Sharon Osgood of Hayward and her boyfriend are heading out to the Super Bowl, despite the fact that they were scammed out of nearly $6,000 when they thought they were buying the prized football tickets on Craigslist.
Turns out, she actually ended up a winner.
The Mercury News, which first reported her story, said that Ticketmaster CEO Nathan Hubbard called her to offer her four free tickets and set her up with breakfast with NFL Legend Troy Aikman. A 49ers representative is giving her a ticket, too, because Osgood wanted to bring her nephew's girlfriend. Her boyfriend's daughter and her nephew are also going.
"I am so super excited," Osgood told NBC Bay Area on Tuesday afternoon. "I can't tell you how blessed I feel. We were crushed, and then we were elated."
Osgood's fortune has taken a happy twist. Her tale, at first, was a sad one.
She was scouring the Internet looking for good deals on Super Bowl tickets, so that she could see her beloved San Francisco 49ers play the Baltimore Ravens in New Orleans on Sunday.
She found an offer on Craiglist. She said someone named "R. Thomas Pham Quan" was selling four tickets for $5,900. He told her that he was a tax attorney in Boca Raton, Fla, and a Baltimore Ravens season ticket holder. She said she texted and spoke on the phone with this person for four days, she said. She wired the money to the man's credit union, and on Monday, she received a FedEx package. But there were no Super Bowl tickets inside.

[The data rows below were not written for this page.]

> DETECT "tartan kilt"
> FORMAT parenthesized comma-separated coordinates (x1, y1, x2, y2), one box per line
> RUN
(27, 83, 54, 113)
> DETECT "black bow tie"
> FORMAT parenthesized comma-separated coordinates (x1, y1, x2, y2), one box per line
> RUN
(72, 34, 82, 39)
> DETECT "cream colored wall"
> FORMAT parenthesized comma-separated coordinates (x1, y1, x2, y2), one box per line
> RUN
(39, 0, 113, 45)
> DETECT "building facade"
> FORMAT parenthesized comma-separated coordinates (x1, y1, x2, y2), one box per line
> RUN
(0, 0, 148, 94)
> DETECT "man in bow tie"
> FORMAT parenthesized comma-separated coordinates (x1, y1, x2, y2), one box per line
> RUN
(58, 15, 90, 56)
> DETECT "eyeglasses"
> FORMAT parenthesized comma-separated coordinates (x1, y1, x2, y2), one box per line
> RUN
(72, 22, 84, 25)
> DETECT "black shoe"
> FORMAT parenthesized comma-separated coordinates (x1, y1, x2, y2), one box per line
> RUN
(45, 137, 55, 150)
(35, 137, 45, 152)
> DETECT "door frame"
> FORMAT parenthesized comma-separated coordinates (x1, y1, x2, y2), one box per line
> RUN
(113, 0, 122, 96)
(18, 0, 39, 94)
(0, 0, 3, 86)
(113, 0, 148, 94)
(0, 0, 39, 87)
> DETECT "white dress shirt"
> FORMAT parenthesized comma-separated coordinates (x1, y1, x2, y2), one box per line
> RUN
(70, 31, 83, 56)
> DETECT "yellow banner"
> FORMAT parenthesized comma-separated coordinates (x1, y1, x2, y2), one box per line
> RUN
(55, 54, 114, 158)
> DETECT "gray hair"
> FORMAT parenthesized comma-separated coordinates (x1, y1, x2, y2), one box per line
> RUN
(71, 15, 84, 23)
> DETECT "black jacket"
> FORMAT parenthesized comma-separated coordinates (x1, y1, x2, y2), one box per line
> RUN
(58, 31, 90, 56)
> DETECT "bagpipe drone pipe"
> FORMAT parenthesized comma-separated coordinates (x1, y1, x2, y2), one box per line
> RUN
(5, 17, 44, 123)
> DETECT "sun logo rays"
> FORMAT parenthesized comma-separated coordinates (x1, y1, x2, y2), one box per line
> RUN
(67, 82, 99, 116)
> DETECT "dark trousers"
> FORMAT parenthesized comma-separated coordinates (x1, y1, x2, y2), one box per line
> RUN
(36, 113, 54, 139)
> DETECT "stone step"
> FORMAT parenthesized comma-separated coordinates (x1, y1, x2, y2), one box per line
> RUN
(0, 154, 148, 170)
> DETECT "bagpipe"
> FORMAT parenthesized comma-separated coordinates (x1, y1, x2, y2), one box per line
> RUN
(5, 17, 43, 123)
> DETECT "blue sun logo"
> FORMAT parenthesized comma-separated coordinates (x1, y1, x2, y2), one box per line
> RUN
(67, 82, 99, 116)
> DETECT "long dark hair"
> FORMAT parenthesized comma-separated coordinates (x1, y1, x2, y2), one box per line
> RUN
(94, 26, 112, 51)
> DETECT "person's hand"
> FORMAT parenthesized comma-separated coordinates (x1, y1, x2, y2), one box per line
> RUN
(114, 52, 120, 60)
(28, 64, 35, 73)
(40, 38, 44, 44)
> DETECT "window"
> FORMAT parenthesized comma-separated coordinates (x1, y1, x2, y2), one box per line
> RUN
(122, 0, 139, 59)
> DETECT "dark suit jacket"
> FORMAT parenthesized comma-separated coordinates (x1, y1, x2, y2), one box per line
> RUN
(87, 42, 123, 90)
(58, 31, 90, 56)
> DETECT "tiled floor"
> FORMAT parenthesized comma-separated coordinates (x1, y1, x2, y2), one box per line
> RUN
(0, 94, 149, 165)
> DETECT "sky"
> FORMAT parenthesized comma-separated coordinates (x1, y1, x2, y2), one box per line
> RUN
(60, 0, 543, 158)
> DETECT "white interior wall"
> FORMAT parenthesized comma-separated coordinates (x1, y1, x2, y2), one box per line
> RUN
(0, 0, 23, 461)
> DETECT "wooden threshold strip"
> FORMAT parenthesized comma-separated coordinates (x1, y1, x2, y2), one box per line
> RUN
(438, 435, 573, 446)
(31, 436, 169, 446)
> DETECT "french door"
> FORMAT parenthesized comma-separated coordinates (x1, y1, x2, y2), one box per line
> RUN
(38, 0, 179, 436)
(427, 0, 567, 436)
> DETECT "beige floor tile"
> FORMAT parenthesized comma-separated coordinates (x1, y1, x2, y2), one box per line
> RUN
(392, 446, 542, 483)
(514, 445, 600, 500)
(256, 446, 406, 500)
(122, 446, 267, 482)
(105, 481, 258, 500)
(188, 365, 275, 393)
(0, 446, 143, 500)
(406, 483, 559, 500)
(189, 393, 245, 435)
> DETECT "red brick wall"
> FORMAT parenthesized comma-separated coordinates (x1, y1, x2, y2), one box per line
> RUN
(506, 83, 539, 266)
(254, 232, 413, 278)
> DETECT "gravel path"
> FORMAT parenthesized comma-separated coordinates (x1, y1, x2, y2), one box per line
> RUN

But instead of tickets, Osgood was sent a picture of quarterbacks Colin Kaepernick and Joe Flacco with a message underneath that read: "Enjoy the game!!!! Go Ravens!!!
On Tuesday, the phone number she had been using was no longer working, but she said she filed a report with the Alameda County sheriff's department late Monday. A spokesman for the sheriff's office wasn't immediately available to confirm the details.
But she said the person sounded so convincing and she felt she sort of "knew" him because they had so many phone and text conversations about the transaction.
"I trusted the guy," she said.
Craigslist warns that buyers should not wire money directly to sellers. Best practices in this online marketing world are that buyers and sellers who connect on Craigslist should meet in public places and pay in cash. Buyers and sellers on sites such as eBay should heed seller's ratings listed online, which reflect their number of successful transactions, and pay through PayPal, a secured site owned by eBay.
Osgood was initially worried about going public with her story. But now, she's happy she decided she put a face on her saga. Not only did she score free tickets, but she said she wants to prevent others from falling prey to ticket scammers.
"Who knows? Maybe they scammed other people too," she said. "I won't ever do this again."